Adam "Pacman" Jones sur un ring de catch. Qui aurait parié sur son retour à ce moment-là?

Adam « Pacman » Jones sur un ring de catch. Qui aurait parié sur son retour à ce moment-là?

Mai 2007. Roger Goodell n’est en place au poste de Commissaire de la NFL que depuis 9 mois mais sort la même artillerie lourde que celle qu’il utilisera 7 ans plus tard à l’encontre de Ray Rice et Adrian Peterson : Adam Jones, sous contrat avec les Titans, est suspendu pour toute la saison tandis que Chris Henry, le joueur des Bengals, prend une sanction de 8 matches fermes « au nom de la protection de la NFL ». Tous les observateurs s’accordent à dire que cette suspension, très lourde, sonne peut-être la fin de deux carrières courtes mais très chaotiques pour deux joueurs talentueux mais incontrôlables. Chris Henry trouvera la mort deux ans plus tard, au cours d’un accident de voiture bien trouble impliquant sa fiancée et on lui trouvera plus tard des marques d’encéphalopathie chronique au cerveau, celle des joueurs ayant subi des traumatismes crâniens.

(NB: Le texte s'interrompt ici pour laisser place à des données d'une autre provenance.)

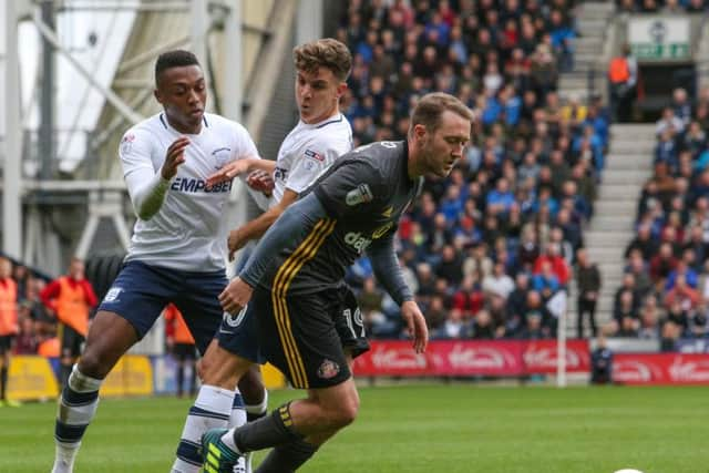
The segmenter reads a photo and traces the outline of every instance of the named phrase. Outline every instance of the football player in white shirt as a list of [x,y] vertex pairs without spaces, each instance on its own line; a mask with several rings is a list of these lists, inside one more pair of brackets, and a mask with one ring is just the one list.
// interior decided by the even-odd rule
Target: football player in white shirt
[[[163,112],[130,128],[121,141],[121,164],[138,218],[125,264],[99,307],[84,352],[62,391],[53,473],[72,472],[103,380],[168,302],[179,308],[202,352],[223,318],[217,300],[227,284],[223,210],[232,183],[207,186],[206,179],[257,150],[242,125],[205,113],[207,89],[194,54],[161,54],[155,84]],[[204,422],[233,414],[235,385],[208,390],[213,411],[202,412]],[[242,415],[246,417],[243,408]],[[223,425],[220,420],[216,425]],[[201,463],[201,456],[194,463]]]
[[[255,156],[235,161],[208,179],[209,185],[224,185],[235,176],[263,171],[269,173],[275,182],[269,209],[229,233],[230,258],[247,241],[264,235],[278,216],[298,198],[299,193],[339,156],[352,148],[352,130],[339,109],[339,100],[347,89],[346,80],[352,63],[349,50],[337,40],[321,39],[297,47],[294,50],[294,59],[297,72],[295,92],[300,121],[280,145],[278,158],[274,162]],[[342,310],[353,311],[352,306],[356,306],[357,301],[351,292],[343,292],[339,304]],[[230,325],[234,323],[238,323],[238,318],[225,316],[217,340],[213,341],[203,359],[202,376],[209,385],[228,387],[236,383],[234,362],[237,358],[234,354],[234,340],[229,336]],[[341,340],[352,353],[359,354],[369,346],[363,337],[354,338],[351,335],[353,332],[343,326]],[[361,331],[358,330],[357,333]],[[250,359],[259,361],[258,340],[256,337],[253,340],[253,347],[239,346],[239,353],[250,351]],[[261,404],[261,413],[265,412],[266,395]],[[189,420],[187,422],[189,423]],[[294,440],[292,443],[274,449],[258,471],[295,471],[316,449],[308,439]]]

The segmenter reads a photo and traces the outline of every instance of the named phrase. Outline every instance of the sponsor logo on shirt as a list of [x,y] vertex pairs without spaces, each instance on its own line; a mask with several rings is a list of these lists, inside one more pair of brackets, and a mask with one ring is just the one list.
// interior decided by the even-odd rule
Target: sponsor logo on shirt
[[115,302],[116,300],[119,300],[119,296],[121,295],[122,291],[123,291],[123,288],[112,287],[106,292],[105,297],[103,298],[103,301],[104,302]]
[[368,202],[372,202],[374,195],[369,188],[367,184],[360,184],[352,191],[348,192],[345,196],[345,203],[350,207],[353,207],[359,204],[367,204]]
[[318,368],[318,377],[321,379],[335,378],[340,372],[340,366],[332,360],[325,359]]
[[175,192],[187,193],[187,194],[196,194],[199,192],[204,192],[204,193],[230,192],[232,181],[216,184],[207,188],[206,181],[194,179],[191,177],[176,177],[175,181],[173,181],[173,183],[171,184],[169,189]]
[[286,169],[285,167],[276,166],[276,168],[274,169],[274,178],[286,181],[288,178],[288,169]]
[[359,232],[350,232],[345,235],[345,243],[354,248],[357,253],[362,253],[371,245],[372,240],[364,238]]
[[126,133],[121,140],[121,153],[129,154],[133,150],[133,142],[135,142],[135,135],[133,133]]

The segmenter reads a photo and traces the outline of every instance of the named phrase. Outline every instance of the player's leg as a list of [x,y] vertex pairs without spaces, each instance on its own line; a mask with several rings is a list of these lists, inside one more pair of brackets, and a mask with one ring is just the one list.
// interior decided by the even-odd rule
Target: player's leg
[[75,345],[75,331],[65,323],[60,323],[61,357],[60,357],[60,385],[66,385],[72,367],[74,366],[73,347]]
[[[201,280],[192,286],[194,290],[189,292],[189,297],[175,304],[204,356],[198,368],[202,385],[187,413],[173,463],[172,471],[179,473],[197,472],[202,467],[199,445],[202,435],[207,430],[226,428],[230,419],[240,423],[246,421],[244,402],[235,388],[251,364],[223,348],[219,340],[214,338],[229,338],[239,325],[235,322],[236,318],[223,318],[218,295],[226,286],[224,276]],[[239,318],[242,319],[244,317]]]
[[169,297],[169,271],[126,265],[93,319],[84,352],[64,385],[56,414],[53,473],[70,473],[99,405],[99,390],[120,358],[153,326]]
[[183,385],[185,384],[185,353],[179,343],[175,345],[175,356],[177,359],[177,398],[182,398]]
[[233,411],[240,410],[242,422],[246,421],[242,397],[233,388],[250,364],[250,361],[219,347],[217,339],[209,345],[199,363],[202,387],[187,413],[172,472],[198,472],[204,461],[202,435],[210,429],[226,428]]

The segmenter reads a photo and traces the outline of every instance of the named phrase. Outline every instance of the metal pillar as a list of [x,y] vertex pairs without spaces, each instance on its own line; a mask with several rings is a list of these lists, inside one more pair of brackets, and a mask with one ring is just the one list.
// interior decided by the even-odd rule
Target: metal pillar
[[192,52],[197,56],[203,69],[207,65],[207,30],[209,29],[209,13],[206,0],[193,0],[189,3],[189,18],[192,19],[189,38]]
[[[40,4],[42,22],[54,30],[54,2],[43,0]],[[42,179],[52,177],[54,163],[54,48],[42,37],[42,84],[39,130],[40,173]]]
[[322,38],[322,0],[300,0],[296,44]]
[[2,249],[13,257],[22,257],[22,200],[20,130],[20,63],[18,56],[18,11],[16,2],[6,1],[6,155],[3,163]]

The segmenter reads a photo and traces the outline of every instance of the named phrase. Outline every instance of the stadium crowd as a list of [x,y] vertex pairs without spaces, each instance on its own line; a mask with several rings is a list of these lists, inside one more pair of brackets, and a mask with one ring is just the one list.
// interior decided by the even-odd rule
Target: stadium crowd
[[707,10],[706,0],[616,0],[624,13],[701,13]]
[[7,331],[0,336],[16,335],[12,345],[16,354],[59,357],[56,319],[41,299],[45,286],[45,278],[0,257],[0,327]]
[[636,235],[609,333],[657,338],[709,335],[709,89],[692,103],[684,89],[656,124],[654,173],[638,203]]
[[[343,109],[356,144],[402,140],[430,91],[479,116],[451,176],[429,184],[400,225],[409,284],[434,338],[554,337],[547,301],[584,246],[609,126],[599,100],[562,103],[556,92],[573,66],[574,4],[411,3],[350,1],[337,32],[354,54]],[[367,258],[349,280],[371,335],[399,337]]]

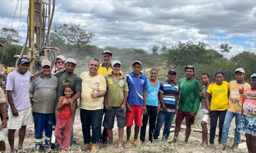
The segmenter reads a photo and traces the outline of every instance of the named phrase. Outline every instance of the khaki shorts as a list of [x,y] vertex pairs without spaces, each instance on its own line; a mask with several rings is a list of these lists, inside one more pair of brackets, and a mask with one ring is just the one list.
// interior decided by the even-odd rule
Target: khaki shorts
[[11,111],[8,111],[9,119],[8,129],[19,129],[23,126],[28,126],[33,124],[31,107],[26,109],[19,111],[19,116],[15,117]]
[[201,108],[200,111],[200,121],[204,121],[206,122],[207,124],[208,124],[210,119],[210,115],[209,114],[207,115],[206,113],[209,113],[209,111],[205,108]]

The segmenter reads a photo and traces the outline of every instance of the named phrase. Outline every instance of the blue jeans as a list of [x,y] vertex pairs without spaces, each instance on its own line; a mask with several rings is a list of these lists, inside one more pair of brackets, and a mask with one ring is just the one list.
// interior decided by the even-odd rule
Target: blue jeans
[[[103,109],[93,110],[80,109],[80,117],[84,144],[98,143],[101,137]],[[92,135],[91,136],[91,126]]]
[[236,117],[236,128],[235,129],[235,138],[234,139],[234,144],[238,145],[241,142],[241,135],[239,132],[237,131],[237,127],[238,124],[241,117],[241,114],[238,113],[231,112],[227,111],[226,116],[225,117],[225,120],[223,124],[223,129],[222,130],[222,138],[221,139],[221,142],[224,144],[227,144],[227,140],[228,139],[228,130],[230,123],[234,117]]
[[54,120],[54,113],[44,114],[33,112],[35,127],[35,142],[36,147],[42,148],[42,133],[45,132],[46,145],[51,146],[52,123]]
[[175,112],[167,112],[167,113],[164,113],[162,110],[159,112],[157,116],[155,132],[154,133],[154,139],[158,139],[161,127],[164,122],[164,128],[163,132],[162,140],[168,140],[170,135],[170,128],[175,115]]

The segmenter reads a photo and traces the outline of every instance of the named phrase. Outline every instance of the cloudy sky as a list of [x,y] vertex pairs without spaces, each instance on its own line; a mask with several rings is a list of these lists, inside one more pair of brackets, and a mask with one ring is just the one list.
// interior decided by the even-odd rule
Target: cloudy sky
[[[46,0],[48,1],[48,0]],[[19,0],[13,28],[19,21]],[[0,28],[10,27],[18,0],[0,0]],[[25,39],[28,1],[22,1],[19,32]],[[56,0],[53,23],[86,26],[100,47],[149,50],[153,43],[171,46],[178,41],[204,41],[219,50],[233,47],[230,57],[256,48],[256,0]]]

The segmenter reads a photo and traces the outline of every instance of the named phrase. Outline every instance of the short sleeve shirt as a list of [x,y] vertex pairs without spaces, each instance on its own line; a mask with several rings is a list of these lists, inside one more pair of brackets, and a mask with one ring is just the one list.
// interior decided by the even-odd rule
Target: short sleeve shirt
[[[159,92],[163,94],[163,102],[169,112],[174,112],[175,110],[175,101],[177,96],[179,93],[179,84],[174,82],[172,85],[168,80],[165,80],[161,83]],[[163,106],[161,106],[160,110],[163,110]]]
[[53,75],[40,76],[34,79],[29,88],[29,98],[33,98],[33,112],[41,113],[54,113],[57,97],[58,79]]
[[107,83],[107,99],[109,107],[119,107],[123,104],[124,92],[128,92],[127,83],[124,76],[116,80],[112,72],[105,76]]
[[127,101],[129,104],[144,106],[143,90],[148,88],[147,76],[141,73],[137,77],[133,72],[126,76],[129,88]]
[[223,81],[222,85],[209,85],[207,93],[211,94],[211,109],[213,111],[223,111],[228,108],[228,83]]
[[64,86],[70,85],[74,89],[73,96],[78,91],[82,91],[82,79],[77,75],[74,76],[68,76],[65,74],[65,72],[58,72],[55,74],[55,76],[58,78],[58,91],[57,91],[57,98],[55,103],[55,107],[57,107],[60,97],[63,96],[63,89]]
[[91,93],[93,92],[93,90],[96,93],[100,90],[106,90],[107,85],[105,78],[99,74],[91,77],[89,76],[88,72],[83,72],[80,76],[83,81],[79,108],[90,110],[103,109],[104,97],[92,99]]
[[236,81],[232,81],[228,84],[229,98],[228,99],[228,110],[233,112],[241,114],[242,109],[242,96],[239,93],[239,89],[243,87],[244,90],[251,88],[247,83],[244,85],[238,84]]
[[[17,70],[12,72],[7,76],[6,90],[12,91],[13,102],[18,111],[26,109],[31,106],[29,97],[29,81],[31,73],[28,71],[24,74]],[[9,111],[11,111],[10,107]]]

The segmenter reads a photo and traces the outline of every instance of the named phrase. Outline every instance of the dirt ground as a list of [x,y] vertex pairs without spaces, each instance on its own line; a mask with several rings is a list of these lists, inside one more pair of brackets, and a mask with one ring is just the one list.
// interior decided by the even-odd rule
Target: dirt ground
[[[107,144],[99,144],[98,147],[99,150],[99,153],[247,153],[247,148],[245,142],[243,142],[240,144],[238,146],[238,150],[237,151],[233,152],[230,148],[233,144],[233,140],[228,139],[228,147],[225,150],[222,150],[220,149],[218,145],[214,146],[202,146],[200,145],[201,139],[201,134],[199,132],[191,131],[191,136],[189,139],[188,143],[185,144],[183,143],[183,141],[185,139],[185,130],[182,130],[179,136],[178,141],[177,143],[175,144],[170,144],[167,142],[158,142],[151,143],[148,141],[146,141],[145,143],[141,143],[141,144],[139,147],[131,147],[128,148],[125,148],[123,150],[119,150],[117,147],[117,142],[118,138],[117,127],[116,126],[116,122],[114,128],[113,129],[113,135],[114,138],[114,141],[116,145],[114,147],[109,146]],[[192,127],[192,128],[195,127]],[[102,127],[103,130],[103,127]],[[124,133],[124,137],[123,139],[123,142],[124,143],[126,140],[126,132],[125,128],[125,132]],[[162,129],[163,130],[163,127]],[[133,137],[134,135],[133,128],[132,129],[132,134],[131,137]],[[82,153],[81,148],[83,145],[83,134],[82,132],[82,127],[81,125],[81,122],[80,119],[79,110],[78,109],[76,112],[75,119],[74,122],[74,135],[76,139],[76,143],[74,144],[72,147],[71,150],[70,152],[72,153]],[[7,129],[5,128],[5,131],[7,134]],[[161,137],[162,132],[160,134],[159,137]],[[173,137],[173,132],[171,132],[170,134],[168,141],[171,141]],[[34,126],[31,125],[27,126],[26,136],[23,143],[23,148],[25,150],[23,152],[29,153],[31,151],[28,151],[26,149],[28,146],[32,146],[34,145]],[[147,134],[148,135],[148,134]],[[146,140],[147,140],[147,135],[146,135]],[[218,137],[215,137],[215,142],[217,140]],[[18,131],[15,133],[15,144],[14,147],[18,145]],[[131,143],[133,142],[131,140]],[[9,151],[9,146],[8,141],[6,142],[6,152]],[[26,151],[27,150],[27,151]],[[53,151],[52,151],[53,152]]]

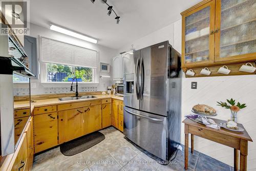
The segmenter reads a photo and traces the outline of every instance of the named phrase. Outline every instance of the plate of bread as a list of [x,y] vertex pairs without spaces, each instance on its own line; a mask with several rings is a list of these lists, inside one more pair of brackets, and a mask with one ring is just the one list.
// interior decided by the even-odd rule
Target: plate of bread
[[192,112],[202,116],[217,116],[216,110],[206,104],[198,104],[193,106]]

Adam Jones, lui, en plus de perdre des millions de dollars en salaire non payé, devra se trouver une nouvelle carrière  (il tentera d’ailleurs sa chance dans le catch) et, s’il parvient à se refaire une place en NFL, une nouvelle équipe. Sept ans plus tard, c’est, signe du destin, sous les couleurs des Bengals, équipe ayant l’habitude de gérer des cas compliqués, que Pacman poursuit son chemin en NFL.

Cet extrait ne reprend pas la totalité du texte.